Posted: Dec. 27, 2016
In keeping with current trends, the Maryland Jockey Club for the Laurel Park winter/spring meet will bundle stakes to create more marquee days on the calendar. In addition, the MJC anticipates continued growth on the pari-mutuel side in 2017.
There will be 22 stakes, 17 in the winter and five in the spring, for the meet that begins Jan. 1 and ends May 7. The stakes will be packaged on five days: Jan. 14, Jan. 21, Feb. 18, March 18 and April 22.
In another change, the grade II Barbara Fritchie Stakes and grade III General George Stakes will be held on the same day—Saturday, Feb. 18. In previous years, the Fritchie was held on Saturday and the General George Monday, President’s Day. The Feb. 18 card will include four other stakes.
The March 18 program, with five stakes, is part of an inaugural day for owners and breeders that will offer seminars, purse incentives and other events. Two of the stakes will be for Maryland-breds.
“We’re trying to make it a day for bringing new people to the track,” MJC President and General Manager Sal Sinatra told the Maryland Racing Commission Dec. 20. “We’re trying to grow the business that way.”
Racing at Laurel will be held primarily on Fridays through Sundays and Monday holidays; when there is Monday racing the following Friday will be a dark day.
This year’s meet at Pimlico Race Course will be 12 days from May 11-29. The first week will offer Thursday-through-Sunday racing, followed by racing Thursday through Saturday (May 20), which is Preakness Day. The meet wraps up with five consecutive days of racing from May 25 through May 29, Memorial Day.

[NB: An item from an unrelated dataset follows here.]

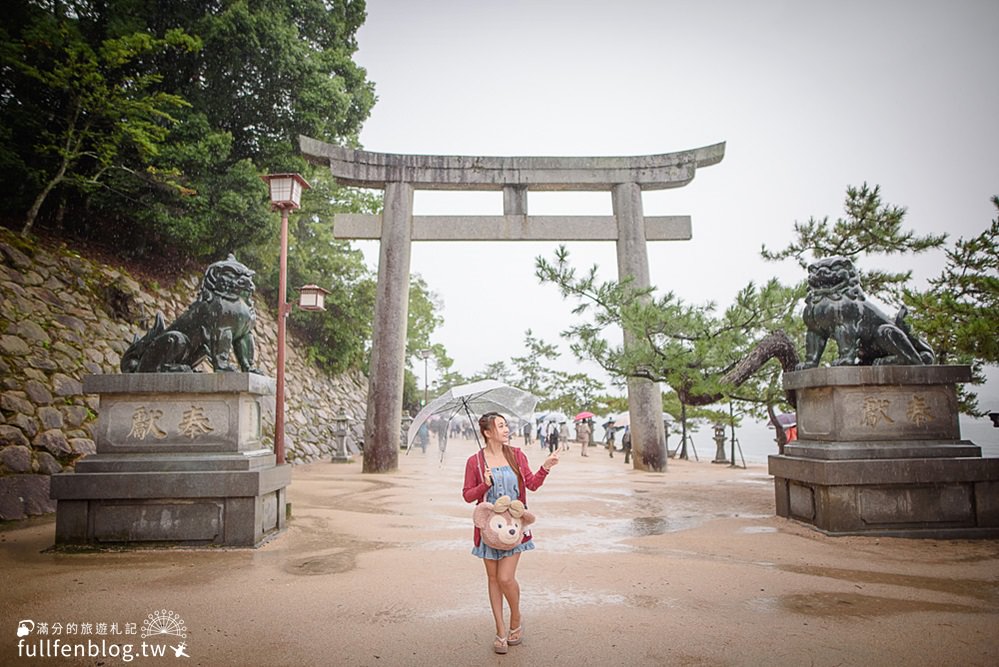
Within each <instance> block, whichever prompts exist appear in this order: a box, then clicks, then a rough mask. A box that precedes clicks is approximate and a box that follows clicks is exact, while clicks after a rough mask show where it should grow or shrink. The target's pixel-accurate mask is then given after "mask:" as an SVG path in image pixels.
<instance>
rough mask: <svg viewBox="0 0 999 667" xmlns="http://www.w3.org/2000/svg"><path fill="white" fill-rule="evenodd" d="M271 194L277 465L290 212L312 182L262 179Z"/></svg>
mask: <svg viewBox="0 0 999 667" xmlns="http://www.w3.org/2000/svg"><path fill="white" fill-rule="evenodd" d="M260 178H262V179H263V180H264V182H265V183H267V187H268V188H269V190H270V195H271V208H272V209H273V210H275V211H280V212H281V268H280V275H279V277H278V359H277V396H276V397H275V402H274V403H275V404H274V456H275V459H276V461H277V465H282V464H284V333H285V319H286V318H287V317H288V313H289V312H291V306H289V305H288V303H287V294H288V212H289V211H291V210H292V209H296V208H299V207H300V206H301V199H302V191H303V190H308V189H309V187H310V186H309V183H308V181H306V180H305V179H304V178H302V177H301V176H300V175H299V174H268V175H266V176H261V177H260Z"/></svg>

Sinatra said it takes weeks to construct facilities in the infield for Preakness, and “there’s not enough time to pull it all down” to enhance the viewing experience for the remainder of the Pimlico meet. He also said the facility on live racing days post-Preakness was a “ghost town” last year when the meet was about 25 days.
Thus, Laurel will reopen for live racing June 9 after a 10-day break in live action in Maryland.
All-sources pari-mutuel handle in Maryland this year was up about $60 million from 2015 through mid-December. Sinatra said if wagering continues to grow, “a half-billion dollars (in total handle) is in our eyesight for next year.”
The MJC recently signed a two-year racing agreement with the Cloverleaf Standardbred Owners’ Association for Rosecroft Raceway, which the MJC purchased earlier in 2016. Rosecroft, an important year-round simulcast facility that generates purse revenue for Thoroughbred racing, will reopen for live racing in March with racing three nights per week: Sunday, Tuesday and Wednesday.
“We had a big learning curve,” Sinatra said of the harness meet that ended Dec. 15. “The two-year agreement gives some semblance of continuity. It’s a market there; it needs some TLC and attention. It can be a nice place down there.”
The MJC earlier indicated it plans to make more improvements at Rosecroft, including renovation of the first-floor simulcast area.